When we got back from North Carolina a few weeks ago, Saint made the decision to sell the house. It wasn’t easy for him.
He looked at me when we got home from that visit and said, “It’s just a house.”
I knew he didn’t believe that, but I think it’s what he had to tell himself.
So, I told him, “It was their house, but it doesn’t carry all the memories.”
Saint made a trip down there by himself a week later, and I stayed here with the kids. He and the Harts went through the house, keeping personal keepsakes, and Saint packed up all the kids' belongings. He donated the rest of the items in the house, and movers came and took care of the rest and brought them up to New Jersey.
He already made a plan with his financial advisor to put the proceeds from the sale into a trust for the kids, along with Savannah and Chris’s life insurance policies.
We’re working on redecorating their rooms, and Saint let them pick whatever they wanted.

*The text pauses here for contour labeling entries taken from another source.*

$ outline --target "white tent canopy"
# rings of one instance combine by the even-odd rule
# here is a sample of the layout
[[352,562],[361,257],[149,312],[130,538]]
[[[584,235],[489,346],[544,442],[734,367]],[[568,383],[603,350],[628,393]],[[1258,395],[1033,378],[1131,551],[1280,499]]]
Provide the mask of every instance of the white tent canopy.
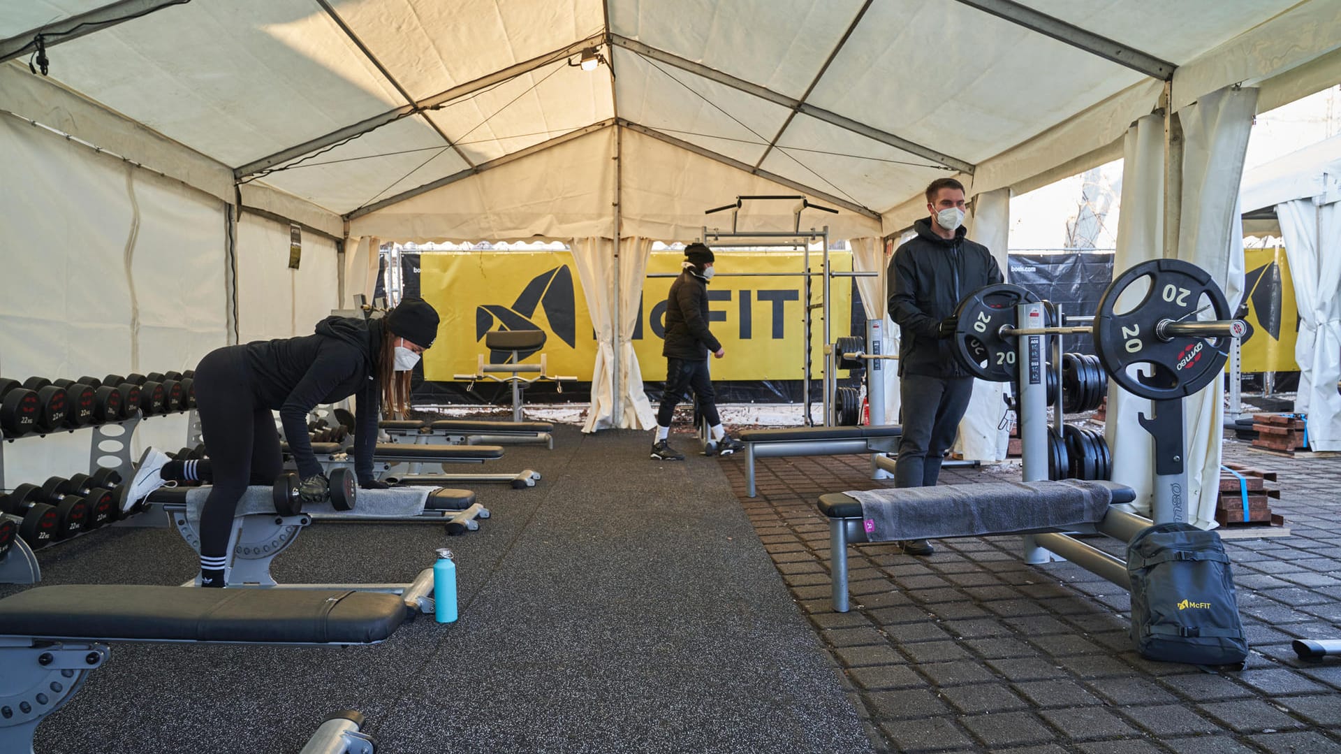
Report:
[[[15,373],[137,366],[138,313],[158,295],[137,286],[137,259],[180,258],[224,291],[208,326],[181,325],[219,334],[186,338],[182,368],[367,290],[375,244],[361,239],[644,248],[632,240],[692,240],[720,223],[704,209],[759,193],[837,208],[802,216],[831,237],[878,237],[925,213],[935,177],[1008,197],[1121,156],[1130,123],[1159,109],[1242,85],[1267,110],[1341,82],[1341,0],[4,5],[0,154],[99,176],[7,174],[7,240],[36,250],[89,225],[101,237],[80,251],[102,256],[71,251],[80,266],[32,295],[55,301],[107,267],[130,299],[125,342],[99,343],[130,353],[114,368],[16,347],[9,325],[27,314],[0,307],[0,366]],[[578,64],[590,56],[594,70]],[[174,200],[137,201],[150,185]],[[784,227],[790,211],[750,220]],[[345,259],[286,271],[291,221],[306,256]],[[35,274],[31,255],[4,263],[7,279]],[[618,341],[621,307],[605,309]],[[78,318],[52,319],[74,338]]]

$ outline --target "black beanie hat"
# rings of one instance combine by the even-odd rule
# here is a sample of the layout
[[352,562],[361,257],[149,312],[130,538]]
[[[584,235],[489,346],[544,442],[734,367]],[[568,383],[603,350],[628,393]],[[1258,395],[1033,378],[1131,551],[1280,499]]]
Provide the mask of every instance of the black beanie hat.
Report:
[[400,335],[406,341],[429,347],[437,338],[437,311],[421,298],[406,298],[386,313],[386,329],[393,335]]
[[692,243],[684,247],[684,256],[685,259],[693,262],[699,267],[703,267],[704,263],[715,262],[712,258],[712,250],[703,246],[701,243]]

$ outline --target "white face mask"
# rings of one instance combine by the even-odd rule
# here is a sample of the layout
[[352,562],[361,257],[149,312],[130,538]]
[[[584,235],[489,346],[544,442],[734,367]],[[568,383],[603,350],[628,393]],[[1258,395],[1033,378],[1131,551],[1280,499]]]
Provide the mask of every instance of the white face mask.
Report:
[[964,223],[964,211],[957,207],[949,207],[941,209],[936,213],[936,224],[947,231],[953,231]]
[[418,364],[418,354],[405,346],[396,346],[396,370],[409,372]]

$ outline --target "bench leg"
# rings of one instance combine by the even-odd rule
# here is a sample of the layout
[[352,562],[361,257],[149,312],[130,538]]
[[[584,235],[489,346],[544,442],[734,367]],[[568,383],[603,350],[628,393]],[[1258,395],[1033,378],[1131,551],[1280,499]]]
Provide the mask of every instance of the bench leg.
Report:
[[750,484],[750,496],[754,496],[754,443],[746,443],[746,479]]
[[829,519],[829,578],[833,582],[834,612],[848,612],[848,526],[841,518]]

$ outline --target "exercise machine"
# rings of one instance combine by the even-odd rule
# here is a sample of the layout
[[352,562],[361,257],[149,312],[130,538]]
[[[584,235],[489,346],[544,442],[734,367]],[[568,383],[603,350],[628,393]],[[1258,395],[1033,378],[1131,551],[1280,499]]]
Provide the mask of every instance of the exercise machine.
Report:
[[[467,390],[475,390],[479,380],[493,380],[495,382],[508,382],[512,386],[512,421],[522,421],[522,388],[540,380],[548,380],[562,393],[565,382],[575,382],[577,377],[550,374],[546,357],[540,354],[540,364],[522,364],[530,354],[540,350],[544,345],[544,330],[489,330],[484,333],[484,347],[489,349],[489,361],[484,361],[484,354],[479,354],[475,374],[456,374],[457,380],[468,380]],[[522,352],[528,352],[526,356]],[[503,361],[496,361],[503,356]],[[507,377],[500,377],[507,374]],[[535,374],[535,377],[523,377]],[[552,445],[551,445],[552,447]]]
[[[0,600],[0,751],[34,751],[42,720],[102,667],[114,643],[350,647],[378,644],[433,612],[433,569],[400,593],[138,585],[38,586]],[[373,754],[363,716],[326,718],[304,754]]]

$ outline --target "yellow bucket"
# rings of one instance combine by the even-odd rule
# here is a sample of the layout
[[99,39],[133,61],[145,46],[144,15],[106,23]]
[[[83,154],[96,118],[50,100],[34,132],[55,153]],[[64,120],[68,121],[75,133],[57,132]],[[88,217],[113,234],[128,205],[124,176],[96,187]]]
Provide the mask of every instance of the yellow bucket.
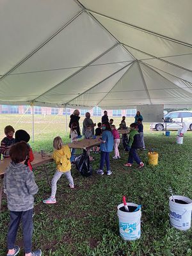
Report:
[[157,165],[158,164],[158,153],[148,152],[148,161],[149,164]]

He’s also hired a contractor tobuild an entire playground castle for the kids in the backyard. Saint wants to do everything he can to make sure they feel like this is their home now.
It feels like we’re creating some sense of normalcy for them. Or something close to it. There’s a constant rhythm of four people learning to live under one roof, and sometimes everything runs smoothly, and then we have days that are a little more difficult. Like the days when Rhyan only wants to wear her Dragon shirt, cape, and crown to the nursery, and we have to barter with her to wear pants. It’s super fun.
Amid this chaos, I’ve been meeting with my lawyers about my trust fund to make sure I understand all the stipulations regarding fund distribution, and scouting locations just in case the piece of land I really want isn’t available. And on top of all that … it’s draft time.
Which means I’ve been spending my entire workday in meetings with my parents, my sister, our General Manager, coaches, scouts, and some of my medical staff, reviewing all the prospects.
This is the part of the business most people don’t think about. They see highlight reels, stats, explosive plays, big personalities, and the potential to be the next Hall of Famer.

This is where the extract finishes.